The benefits of a good night’s sleep – Shai Marcu

It’s 4 a.m., and the big test is in eight hours,
followed by a piano recital.
You’ve been studying and playing for days, but you still don’t feel ready for either.
So, what can you do?
Well, you can drink another cup of coffee
and spend the next few hours cramming and practicing,
but believe it or not,
you might be better off closing the books, putting away the music,
and going to sleep.
Sleep occupies nearly a third of our lives,
but many of us give surprisingly little attention and care to it.
This neglect is often the result of a major misunderstanding.
Sleep isn’t lost time,
or just a way to rest when all our important work is done.
Instead, it’s a critical function,
during which your body balances and regulates its vital systems,
affecting respiration
and regulating everything from circulation to growth and immune response.
That’s great, but you can worry about all those things after this test, right?
Well, not so fast.
It turns out that sleep is also crucial for your brain,
with a fifth of your body’s circulatory blood
being channeled to it as you drift off.
And what goes on in your brain while you sleep
is an intensely active period of restructuring
that’s crucial for how our memory works.
At first glance,
our ability to remember things doesn’t seem very impressive at all.
19th century psychologist Herman Ebbinghaus
demonstrated that we normally forget 40% of new material
within the first twenty minutes,
a phenomenon known as the forgetting curve.
But this loss can be prevented through memory consolidation,
the process by which information is moved
from our fleeting short-term memory to our more durable long-term memory.
This consolidation occurs with the help of a major part of the brain,
known as the hippocampus.
Its role in long-term memory formation
was demonstrated in the 1950s by Brenda Milner
in her research with a patient known as H.M.
After having his hippocampus removed,
H.M.’s ability to form new short-term memories was damaged,
but he was able to learn physical tasks through repetition.
Due to the removal of his hippocampus,
H.M.’s ability to form long-term memories was also damaged.
What this case revealed, among other things,
was that the hippocampus was specifically involved
in the consolidation of long-term declarative memory,
such as the facts and concepts you need to remember for that test,
rather than procedural memory,
such as the finger movements you need to master for that recital.
Milner’s findings, along with work by Eric Kandel in the 90’s,
have given us our current model of how this consolidation process works.
Sensory data is initially transcribed
and temporarily recorded in the neurons as short-term memory.
From there, it travels to the hippocampus,
which strengthens and enhances the neurons in that cortical area.
Thanks to the phenomenon of neuroplasticity,
new synaptic buds are formed, allowing new connections between neurons,
and strengthening the neural network
where the information will be returned as long-term memory.
So why do we remember some things and not others?

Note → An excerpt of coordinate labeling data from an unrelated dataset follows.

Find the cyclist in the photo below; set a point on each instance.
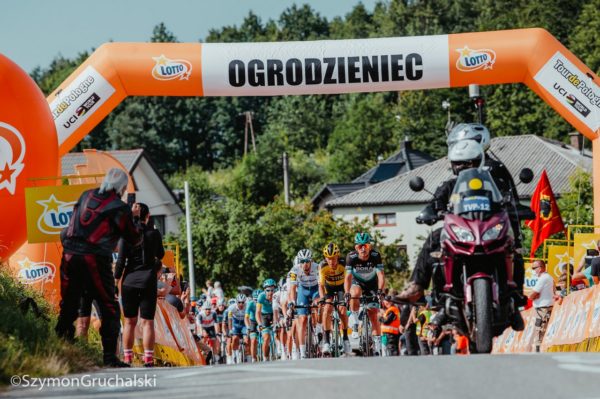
(279, 304)
(304, 289)
(207, 319)
(251, 325)
(365, 276)
(264, 315)
(236, 316)
(220, 326)
(332, 273)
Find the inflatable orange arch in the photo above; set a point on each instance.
(530, 56)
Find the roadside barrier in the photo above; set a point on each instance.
(574, 326)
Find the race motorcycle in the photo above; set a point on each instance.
(476, 260)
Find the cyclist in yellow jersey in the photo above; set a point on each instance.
(332, 273)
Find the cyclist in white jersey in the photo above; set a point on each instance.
(304, 290)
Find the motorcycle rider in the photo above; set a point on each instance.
(422, 273)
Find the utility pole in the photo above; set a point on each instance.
(188, 225)
(286, 179)
(248, 125)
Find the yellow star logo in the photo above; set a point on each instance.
(162, 60)
(465, 51)
(25, 263)
(51, 204)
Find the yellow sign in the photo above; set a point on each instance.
(559, 256)
(49, 210)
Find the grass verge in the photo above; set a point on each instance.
(28, 343)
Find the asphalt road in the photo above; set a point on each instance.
(569, 376)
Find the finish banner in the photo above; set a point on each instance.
(49, 210)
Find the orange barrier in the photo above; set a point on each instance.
(175, 344)
(574, 326)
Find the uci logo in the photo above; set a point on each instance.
(166, 69)
(472, 60)
(56, 215)
(12, 153)
(32, 272)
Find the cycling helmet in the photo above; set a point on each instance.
(470, 131)
(304, 255)
(240, 298)
(331, 250)
(464, 155)
(269, 283)
(362, 238)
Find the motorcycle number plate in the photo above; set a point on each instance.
(476, 203)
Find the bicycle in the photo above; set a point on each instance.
(367, 302)
(312, 345)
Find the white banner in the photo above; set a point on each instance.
(572, 88)
(78, 101)
(325, 67)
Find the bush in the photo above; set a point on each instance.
(28, 343)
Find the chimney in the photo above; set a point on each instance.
(576, 140)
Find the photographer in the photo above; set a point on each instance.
(136, 268)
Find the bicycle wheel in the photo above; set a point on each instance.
(309, 338)
(336, 334)
(366, 333)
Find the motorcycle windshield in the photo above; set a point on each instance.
(475, 195)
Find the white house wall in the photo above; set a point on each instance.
(153, 192)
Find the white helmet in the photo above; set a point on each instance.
(241, 298)
(464, 155)
(303, 255)
(470, 131)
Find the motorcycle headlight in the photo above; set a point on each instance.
(493, 233)
(462, 234)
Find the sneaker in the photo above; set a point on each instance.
(347, 348)
(517, 322)
(355, 331)
(115, 363)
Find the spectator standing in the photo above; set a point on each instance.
(99, 219)
(543, 299)
(218, 291)
(136, 268)
(391, 327)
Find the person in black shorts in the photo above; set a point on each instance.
(137, 267)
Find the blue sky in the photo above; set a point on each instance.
(33, 32)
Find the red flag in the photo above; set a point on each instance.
(547, 215)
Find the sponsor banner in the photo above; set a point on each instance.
(323, 67)
(581, 243)
(168, 69)
(49, 210)
(572, 88)
(78, 101)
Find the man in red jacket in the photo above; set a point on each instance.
(99, 219)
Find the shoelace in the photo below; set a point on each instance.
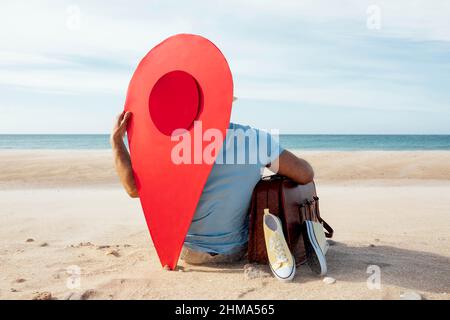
(277, 246)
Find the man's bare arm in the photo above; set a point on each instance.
(291, 166)
(122, 159)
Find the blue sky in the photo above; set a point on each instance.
(298, 66)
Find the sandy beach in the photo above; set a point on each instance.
(68, 229)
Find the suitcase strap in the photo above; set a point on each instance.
(309, 210)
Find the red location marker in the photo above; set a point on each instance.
(183, 79)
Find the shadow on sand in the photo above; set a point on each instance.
(414, 270)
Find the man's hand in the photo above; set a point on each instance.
(121, 156)
(289, 165)
(120, 127)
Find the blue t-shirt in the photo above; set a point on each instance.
(220, 223)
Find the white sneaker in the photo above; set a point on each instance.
(281, 260)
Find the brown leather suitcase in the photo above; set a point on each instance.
(292, 203)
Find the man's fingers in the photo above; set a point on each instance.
(120, 117)
(125, 118)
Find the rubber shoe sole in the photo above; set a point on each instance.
(314, 255)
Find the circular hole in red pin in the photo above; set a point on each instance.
(175, 102)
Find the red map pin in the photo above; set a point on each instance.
(184, 79)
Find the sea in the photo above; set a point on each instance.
(288, 141)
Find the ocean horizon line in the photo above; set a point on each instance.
(340, 142)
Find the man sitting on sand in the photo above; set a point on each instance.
(219, 229)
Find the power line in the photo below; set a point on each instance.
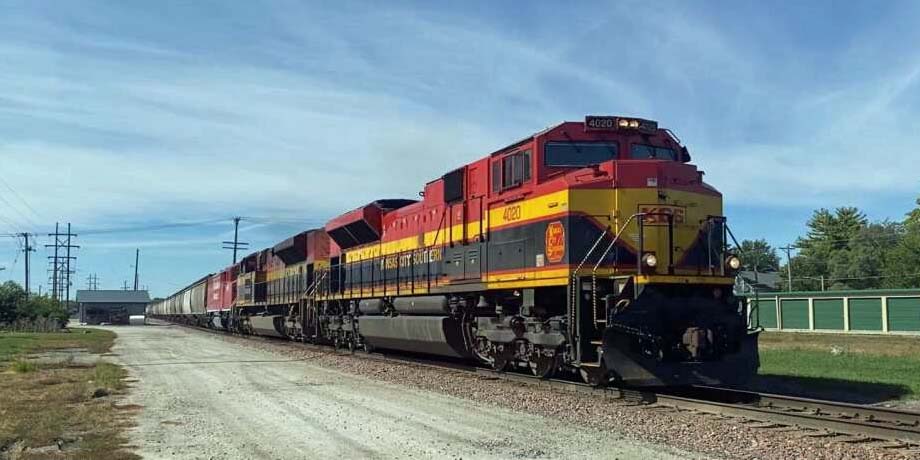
(236, 244)
(26, 219)
(21, 199)
(152, 227)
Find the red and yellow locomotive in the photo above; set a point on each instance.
(592, 247)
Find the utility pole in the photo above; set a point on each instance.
(788, 250)
(137, 259)
(236, 243)
(92, 282)
(60, 263)
(27, 250)
(68, 272)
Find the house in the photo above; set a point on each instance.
(111, 306)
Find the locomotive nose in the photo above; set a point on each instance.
(697, 342)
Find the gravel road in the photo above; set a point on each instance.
(208, 396)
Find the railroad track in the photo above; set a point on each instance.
(842, 422)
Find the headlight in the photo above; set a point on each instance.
(733, 262)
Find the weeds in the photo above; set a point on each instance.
(22, 366)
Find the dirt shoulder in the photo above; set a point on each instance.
(204, 396)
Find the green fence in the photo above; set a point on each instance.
(871, 311)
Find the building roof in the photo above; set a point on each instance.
(113, 296)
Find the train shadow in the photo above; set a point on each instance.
(827, 388)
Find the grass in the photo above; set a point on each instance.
(60, 407)
(22, 366)
(860, 368)
(17, 343)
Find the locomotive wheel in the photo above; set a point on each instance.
(544, 367)
(501, 360)
(593, 376)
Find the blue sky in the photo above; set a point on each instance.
(134, 114)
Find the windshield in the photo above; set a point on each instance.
(650, 152)
(580, 154)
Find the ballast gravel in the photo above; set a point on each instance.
(690, 431)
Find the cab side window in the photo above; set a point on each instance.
(511, 171)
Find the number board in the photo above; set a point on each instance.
(598, 123)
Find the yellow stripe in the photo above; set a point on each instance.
(676, 279)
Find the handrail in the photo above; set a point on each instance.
(601, 260)
(573, 285)
(615, 239)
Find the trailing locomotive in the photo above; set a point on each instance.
(591, 247)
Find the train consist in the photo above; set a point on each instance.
(592, 248)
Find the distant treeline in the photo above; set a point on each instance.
(29, 313)
(843, 250)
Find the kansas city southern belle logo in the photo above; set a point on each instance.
(555, 242)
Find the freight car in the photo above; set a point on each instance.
(591, 247)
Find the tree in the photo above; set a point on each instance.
(903, 260)
(11, 295)
(14, 305)
(863, 264)
(758, 255)
(826, 246)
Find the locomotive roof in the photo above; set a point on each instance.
(528, 138)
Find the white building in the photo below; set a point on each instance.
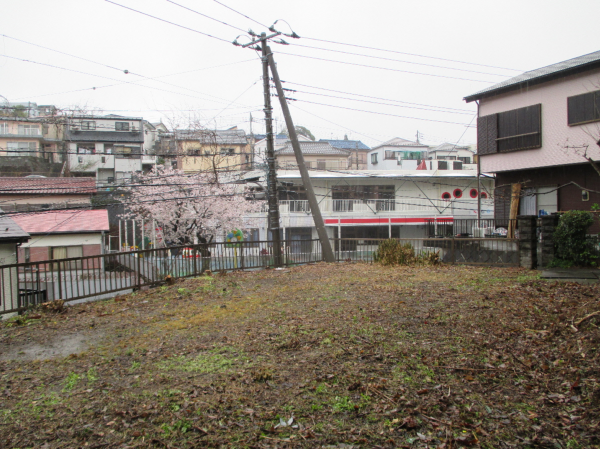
(110, 147)
(395, 154)
(378, 204)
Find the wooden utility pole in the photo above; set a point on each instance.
(310, 193)
(273, 216)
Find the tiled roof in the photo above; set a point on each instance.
(11, 231)
(218, 137)
(324, 148)
(45, 186)
(347, 144)
(69, 221)
(449, 147)
(400, 142)
(104, 136)
(537, 76)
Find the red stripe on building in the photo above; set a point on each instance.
(383, 221)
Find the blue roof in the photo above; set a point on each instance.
(346, 144)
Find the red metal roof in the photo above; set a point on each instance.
(63, 221)
(55, 186)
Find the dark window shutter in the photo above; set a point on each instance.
(583, 108)
(487, 131)
(502, 205)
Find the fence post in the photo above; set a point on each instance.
(549, 223)
(139, 271)
(59, 282)
(527, 241)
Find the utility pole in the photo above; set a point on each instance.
(273, 216)
(310, 193)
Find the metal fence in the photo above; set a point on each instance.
(98, 277)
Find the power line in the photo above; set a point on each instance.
(384, 68)
(398, 60)
(169, 22)
(385, 104)
(383, 113)
(410, 54)
(208, 17)
(378, 98)
(237, 12)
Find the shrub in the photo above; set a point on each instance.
(570, 242)
(392, 252)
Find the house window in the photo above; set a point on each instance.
(584, 108)
(86, 148)
(21, 148)
(88, 125)
(518, 129)
(227, 151)
(29, 130)
(67, 252)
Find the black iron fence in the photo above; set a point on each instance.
(101, 276)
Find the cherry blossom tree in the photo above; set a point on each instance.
(190, 208)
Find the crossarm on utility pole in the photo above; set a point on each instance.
(310, 193)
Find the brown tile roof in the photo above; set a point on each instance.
(10, 231)
(55, 186)
(70, 221)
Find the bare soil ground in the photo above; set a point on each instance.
(331, 356)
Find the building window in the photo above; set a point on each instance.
(29, 130)
(22, 148)
(584, 108)
(88, 125)
(67, 252)
(518, 129)
(227, 151)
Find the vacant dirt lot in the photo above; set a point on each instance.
(334, 356)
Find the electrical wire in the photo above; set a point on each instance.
(383, 68)
(169, 22)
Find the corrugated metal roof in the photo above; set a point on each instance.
(218, 137)
(10, 230)
(543, 74)
(450, 147)
(104, 136)
(347, 144)
(45, 186)
(324, 148)
(61, 222)
(400, 142)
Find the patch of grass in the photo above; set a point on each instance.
(71, 381)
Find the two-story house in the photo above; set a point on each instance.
(540, 130)
(396, 153)
(108, 147)
(221, 150)
(358, 150)
(317, 155)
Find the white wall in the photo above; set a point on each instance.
(63, 240)
(556, 133)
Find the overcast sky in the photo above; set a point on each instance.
(177, 75)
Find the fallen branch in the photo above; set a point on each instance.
(587, 317)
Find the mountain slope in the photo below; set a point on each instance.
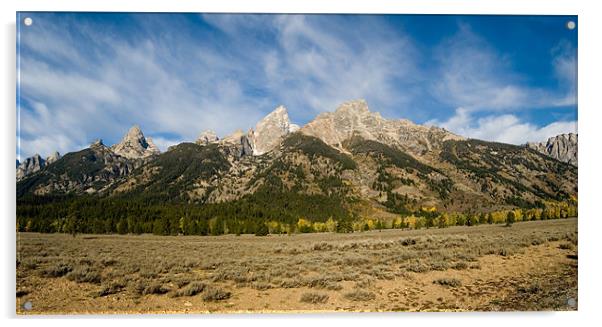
(562, 147)
(347, 165)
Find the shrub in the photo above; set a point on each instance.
(360, 295)
(510, 218)
(192, 289)
(417, 267)
(566, 246)
(216, 294)
(84, 274)
(451, 282)
(460, 266)
(111, 288)
(57, 270)
(314, 298)
(155, 288)
(407, 241)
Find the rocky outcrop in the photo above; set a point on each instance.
(207, 137)
(270, 130)
(240, 141)
(30, 165)
(354, 118)
(53, 157)
(562, 147)
(135, 146)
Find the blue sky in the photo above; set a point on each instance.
(90, 75)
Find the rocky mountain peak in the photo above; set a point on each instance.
(134, 145)
(206, 137)
(30, 165)
(355, 118)
(562, 147)
(270, 130)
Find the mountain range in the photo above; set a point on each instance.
(350, 162)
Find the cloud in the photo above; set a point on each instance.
(176, 75)
(504, 128)
(476, 77)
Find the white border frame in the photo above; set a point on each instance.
(590, 25)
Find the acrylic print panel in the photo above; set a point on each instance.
(193, 163)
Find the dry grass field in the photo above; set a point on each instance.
(529, 266)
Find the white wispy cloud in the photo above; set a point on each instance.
(174, 80)
(474, 76)
(505, 128)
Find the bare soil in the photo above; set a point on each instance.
(529, 266)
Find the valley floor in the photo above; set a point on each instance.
(529, 266)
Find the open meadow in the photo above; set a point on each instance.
(528, 266)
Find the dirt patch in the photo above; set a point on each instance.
(485, 268)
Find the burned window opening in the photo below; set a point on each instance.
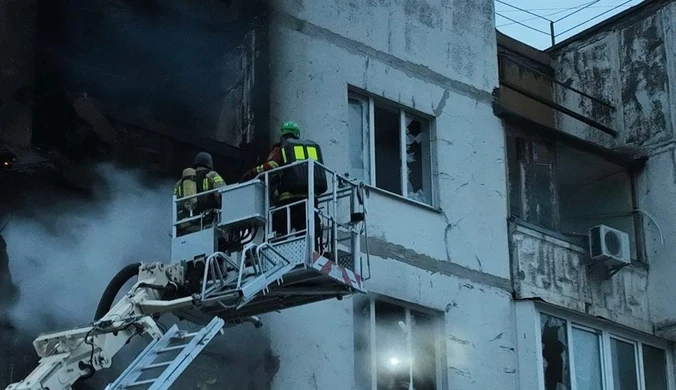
(397, 346)
(555, 353)
(387, 148)
(594, 358)
(569, 191)
(398, 139)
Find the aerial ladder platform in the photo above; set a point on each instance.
(228, 265)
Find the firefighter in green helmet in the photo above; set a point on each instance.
(292, 185)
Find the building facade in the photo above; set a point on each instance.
(486, 164)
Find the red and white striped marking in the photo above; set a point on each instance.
(333, 270)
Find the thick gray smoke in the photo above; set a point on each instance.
(62, 257)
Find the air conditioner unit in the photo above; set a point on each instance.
(609, 246)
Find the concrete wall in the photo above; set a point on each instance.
(423, 56)
(554, 271)
(526, 67)
(632, 63)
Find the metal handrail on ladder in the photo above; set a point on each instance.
(151, 358)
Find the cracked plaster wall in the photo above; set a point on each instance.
(633, 65)
(554, 271)
(320, 49)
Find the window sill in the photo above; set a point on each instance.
(562, 237)
(403, 199)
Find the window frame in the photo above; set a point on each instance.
(370, 101)
(532, 138)
(439, 339)
(606, 332)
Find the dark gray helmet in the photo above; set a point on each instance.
(203, 159)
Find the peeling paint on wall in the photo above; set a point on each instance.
(556, 272)
(626, 65)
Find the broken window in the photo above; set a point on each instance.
(358, 138)
(555, 353)
(404, 347)
(587, 357)
(395, 151)
(655, 366)
(569, 191)
(595, 359)
(623, 355)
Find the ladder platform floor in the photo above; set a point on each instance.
(322, 280)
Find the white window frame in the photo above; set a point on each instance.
(440, 355)
(370, 140)
(606, 332)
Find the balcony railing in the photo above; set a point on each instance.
(536, 90)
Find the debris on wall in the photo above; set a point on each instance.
(625, 65)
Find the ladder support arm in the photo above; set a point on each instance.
(69, 355)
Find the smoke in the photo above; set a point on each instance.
(62, 257)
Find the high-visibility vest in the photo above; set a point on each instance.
(195, 181)
(294, 180)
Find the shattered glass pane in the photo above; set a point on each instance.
(623, 356)
(388, 154)
(556, 364)
(418, 159)
(392, 354)
(358, 122)
(587, 352)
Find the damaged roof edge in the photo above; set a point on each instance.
(626, 160)
(609, 23)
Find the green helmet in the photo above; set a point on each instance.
(290, 128)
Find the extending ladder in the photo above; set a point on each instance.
(156, 369)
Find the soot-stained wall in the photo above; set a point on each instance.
(631, 64)
(149, 83)
(143, 83)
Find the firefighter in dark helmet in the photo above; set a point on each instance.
(292, 185)
(196, 179)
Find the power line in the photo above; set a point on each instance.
(529, 19)
(549, 9)
(523, 24)
(520, 9)
(597, 16)
(573, 13)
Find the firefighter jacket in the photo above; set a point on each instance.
(293, 182)
(195, 181)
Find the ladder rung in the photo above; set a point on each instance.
(140, 383)
(169, 349)
(156, 365)
(185, 336)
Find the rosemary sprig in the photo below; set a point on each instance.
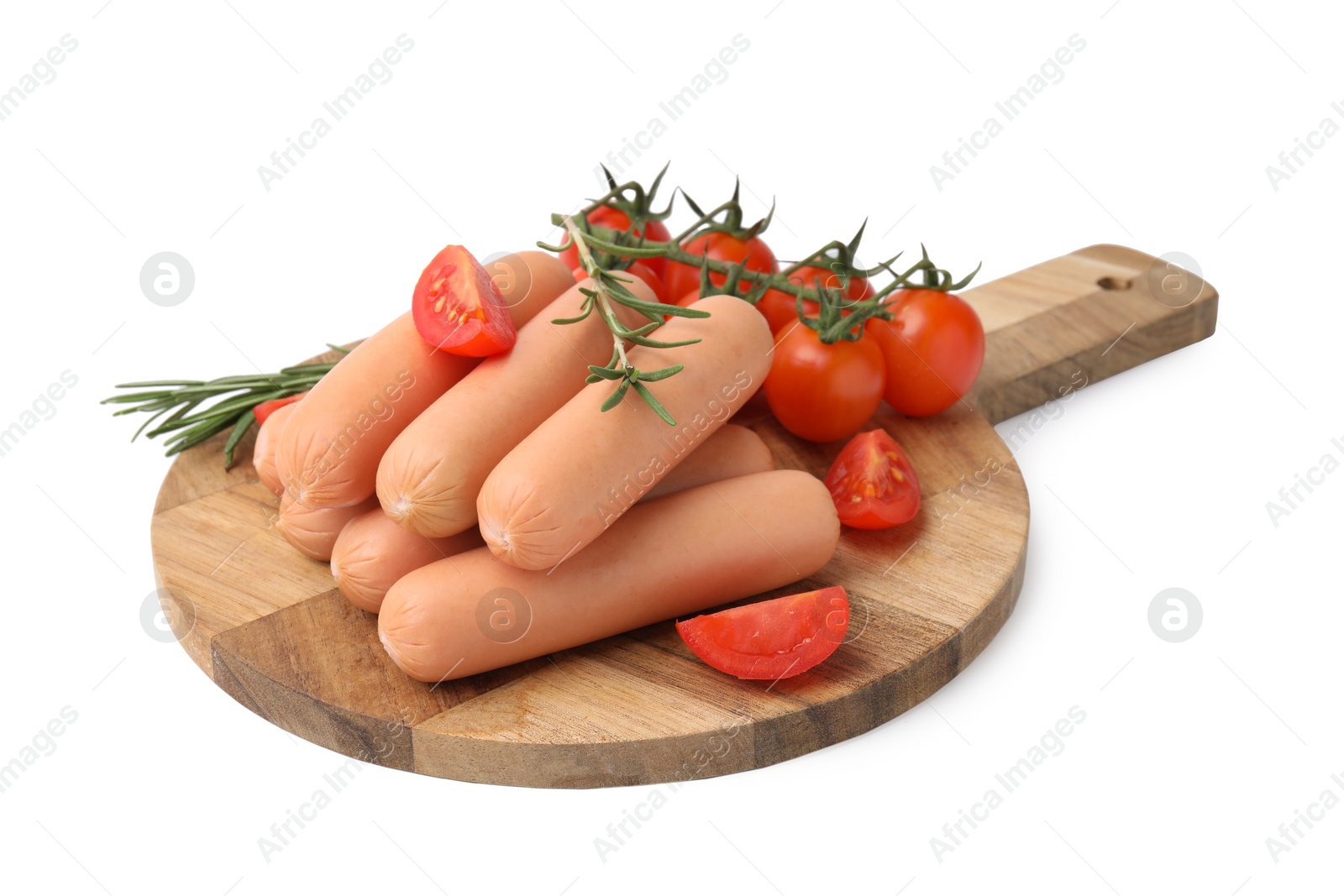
(612, 288)
(232, 409)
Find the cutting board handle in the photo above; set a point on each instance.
(1059, 325)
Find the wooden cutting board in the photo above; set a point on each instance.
(270, 629)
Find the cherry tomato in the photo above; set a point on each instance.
(265, 409)
(873, 483)
(617, 219)
(781, 308)
(725, 248)
(933, 348)
(459, 309)
(770, 640)
(823, 392)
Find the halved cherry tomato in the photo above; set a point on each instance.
(781, 309)
(933, 347)
(265, 409)
(617, 219)
(638, 269)
(770, 640)
(459, 308)
(873, 483)
(823, 392)
(725, 248)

Well, there are a few ways to influence
the extent and effectiveness of memory retention.
For example, memories that are formed in times of heightened feeling,
or even stress,
will be better recorded due to the hippocampus’ link with emotion.
But one of the major factors contributing to memory consolidation is,
you guessed it,
a good night’s sleep.
Sleep is composed of four stages,
the deepest of which are known as slow-wave sleep
and rapid eye movement.
EEG machines monitoring people during these stages
have shown electrical impulses
moving between the brainstem, hippocampus, thalamus, and cortex,
which serve as relay stations of memory formation.
And the different stages of sleep have been shown to help consolidate
different types of memories.
During the non-REM slow-wave sleep,
declarative memory is encoded into a temporary store
in the anterior part of the hippocampus.
Through a continuing dialogue between the cortex and hippocampus,
it is then repeatedly reactivated,
driving its gradual redistribution to long-term storage in the cortex.
REM sleep, on the other hand, with its similarity to waking brain activity,
is associated with the consolidation of procedural memory.
So based on the studies,
going to sleep three hours after memorizing your formulas
and one hour after practicing your scales would be the most ideal.
So hopefully you can see now that skimping on sleep
not only harms your long-term health,
but actually makes it less likely
that you’ll retain all that knowledge and practice from the previous night,
all of which just goes to affirm the wisdom of the phrase, “Sleep on it.”
When you think about all the internal restructuring
and forming of new connections that occurs while you slumber,
you could even say that proper sleep
will have you waking up every morning with a new and improved brain,
ready to face the challenges ahead.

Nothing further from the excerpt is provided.